When Jennifer Aniston indulged Ross on "Friends" and wore the metallic bikini during foreplay, we gave a polite golf-clap because it was a simple and effective nod to our fetish.
But on Tuesday night, when cheesesteak-enhanced Ben Harr dropped his robe to reveal our beloved Leia outfit, it was as if millions of voice cried out in terror and then were suddenly silenced. Judges Paula, Randy and Simon did the right thing: Ben was immediately exiled to the forest moon of Endor where a thousand Ewoks tore every strand of hair off his chest with their bare teeth.
Ben, you should have done your research first. There are entire websites dedicated to this cultural phenomenon. For example, go to Leia's Metal Bikini, which is the closest thing to porn that 80s fans can view safely on their work computers.

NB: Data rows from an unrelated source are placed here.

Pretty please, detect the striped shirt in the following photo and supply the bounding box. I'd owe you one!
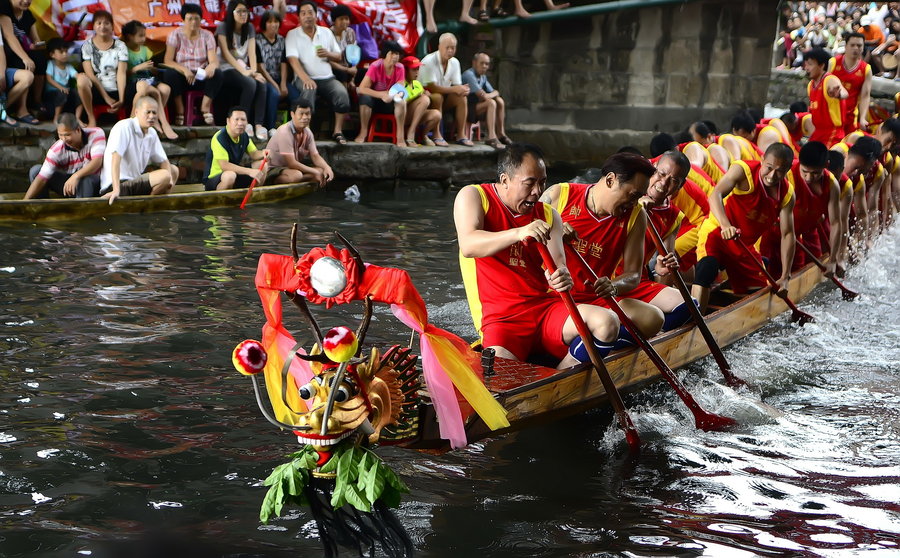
[37,127,106,181]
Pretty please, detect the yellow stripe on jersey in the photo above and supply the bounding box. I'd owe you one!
[731,160,755,196]
[824,75,844,127]
[556,182,570,216]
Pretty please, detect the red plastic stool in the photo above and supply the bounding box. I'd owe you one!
[366,113,397,143]
[466,121,481,141]
[183,90,206,126]
[92,103,126,123]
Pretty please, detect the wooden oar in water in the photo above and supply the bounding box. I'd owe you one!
[795,241,858,301]
[566,244,737,432]
[733,235,815,325]
[239,155,270,209]
[529,239,642,453]
[641,207,748,389]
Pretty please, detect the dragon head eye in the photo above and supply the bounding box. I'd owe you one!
[299,382,315,400]
[334,386,351,403]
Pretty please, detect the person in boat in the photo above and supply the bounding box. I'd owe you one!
[23,112,105,199]
[837,135,883,255]
[100,95,179,204]
[717,111,763,163]
[540,152,665,348]
[454,143,619,368]
[266,99,333,188]
[805,47,850,148]
[828,32,872,134]
[760,141,842,277]
[833,118,900,229]
[203,105,271,191]
[690,142,796,312]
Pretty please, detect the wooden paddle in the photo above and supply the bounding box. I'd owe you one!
[239,155,270,209]
[795,241,858,301]
[566,244,737,431]
[529,239,641,452]
[641,207,747,388]
[732,235,815,325]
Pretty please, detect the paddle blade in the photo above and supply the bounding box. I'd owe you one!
[695,412,738,432]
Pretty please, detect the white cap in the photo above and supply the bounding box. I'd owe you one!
[860,15,872,26]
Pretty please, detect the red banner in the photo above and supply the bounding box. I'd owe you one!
[32,0,420,52]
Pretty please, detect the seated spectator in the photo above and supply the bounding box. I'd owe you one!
[101,96,178,203]
[76,10,127,128]
[285,0,351,144]
[462,51,511,149]
[0,30,33,126]
[354,40,407,147]
[43,38,80,124]
[266,100,333,187]
[402,55,444,147]
[860,15,886,74]
[213,0,267,142]
[161,2,221,127]
[0,0,43,119]
[203,106,270,191]
[328,4,357,84]
[122,21,178,140]
[23,113,104,199]
[257,10,288,138]
[421,33,473,146]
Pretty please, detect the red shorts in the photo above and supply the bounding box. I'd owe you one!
[698,227,768,293]
[481,295,571,361]
[622,279,667,303]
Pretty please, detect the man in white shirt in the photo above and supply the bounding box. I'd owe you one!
[285,0,351,144]
[100,96,179,204]
[420,33,472,146]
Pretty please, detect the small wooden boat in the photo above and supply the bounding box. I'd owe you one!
[0,181,317,223]
[404,261,825,451]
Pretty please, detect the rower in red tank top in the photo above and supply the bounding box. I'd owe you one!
[827,34,872,135]
[541,153,666,349]
[690,143,796,312]
[455,144,619,367]
[805,48,849,148]
[760,142,842,276]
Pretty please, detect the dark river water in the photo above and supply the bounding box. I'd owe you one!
[2,186,899,557]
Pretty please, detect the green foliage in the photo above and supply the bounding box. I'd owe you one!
[258,443,409,524]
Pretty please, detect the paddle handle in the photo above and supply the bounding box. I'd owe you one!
[239,156,269,209]
[530,240,640,451]
[732,235,811,318]
[795,240,858,300]
[642,207,745,388]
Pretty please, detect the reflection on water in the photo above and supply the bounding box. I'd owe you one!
[1,188,899,557]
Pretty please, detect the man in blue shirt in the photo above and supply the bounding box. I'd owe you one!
[461,52,511,150]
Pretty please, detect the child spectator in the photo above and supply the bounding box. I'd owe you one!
[43,38,80,123]
[76,10,127,127]
[0,28,33,126]
[121,20,178,140]
[257,10,287,138]
[401,56,443,147]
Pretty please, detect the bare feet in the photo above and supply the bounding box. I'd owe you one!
[514,7,531,18]
[426,16,437,33]
[459,14,478,24]
[545,1,569,9]
[163,127,179,140]
[353,134,366,143]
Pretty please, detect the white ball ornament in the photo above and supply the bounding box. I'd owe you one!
[309,256,348,297]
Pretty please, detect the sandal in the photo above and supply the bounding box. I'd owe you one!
[493,7,509,16]
[202,112,215,126]
[422,136,436,147]
[15,114,38,125]
[332,132,348,145]
[3,115,18,127]
[433,138,449,147]
[455,138,474,147]
[485,137,502,149]
[477,9,490,21]
[406,138,420,147]
[173,114,184,126]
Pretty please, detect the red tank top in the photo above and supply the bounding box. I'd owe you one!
[555,182,640,302]
[808,74,846,147]
[789,161,834,236]
[829,55,870,126]
[722,160,794,245]
[460,183,554,331]
[638,201,683,278]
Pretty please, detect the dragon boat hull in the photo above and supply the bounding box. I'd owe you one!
[0,181,317,223]
[406,261,825,450]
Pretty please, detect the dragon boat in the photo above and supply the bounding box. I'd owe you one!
[231,224,833,556]
[0,181,316,223]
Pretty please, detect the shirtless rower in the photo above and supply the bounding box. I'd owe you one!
[691,143,796,312]
[539,152,665,349]
[455,143,619,369]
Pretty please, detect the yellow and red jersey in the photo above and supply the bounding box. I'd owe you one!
[808,73,847,147]
[828,55,871,134]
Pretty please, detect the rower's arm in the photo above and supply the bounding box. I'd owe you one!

There you will find photos of Fisher in costume (along with scores of other scantily clad females in similar outfits) and even buy the outfit for your own Leia at home. It's enough to make you go to the dark side of the force -- if only for 10 to 15 minutes of quiet, alone time.
The urban legend among 80s nerds, proudly including myself, is that in 1983's "Return of the Jedi," Fisher's bikini didn't fit nearly as snuggly as Harr's version. When she would recline back against Jabba, the top and bottom of the metal outfit would push out from her body, giving nearby film crew members an unobstructed view of her bare goodies.
Fisher didn't mind -- she bragged in interviews that "slept with some nerd" to get the role in the first place. "Some nerd!" And you wonder why I wear that term as a badge of honor. Whereas Ben Harr wears it as a punchline. Now if you'll excuse me, I've got some more bikini browsing to do.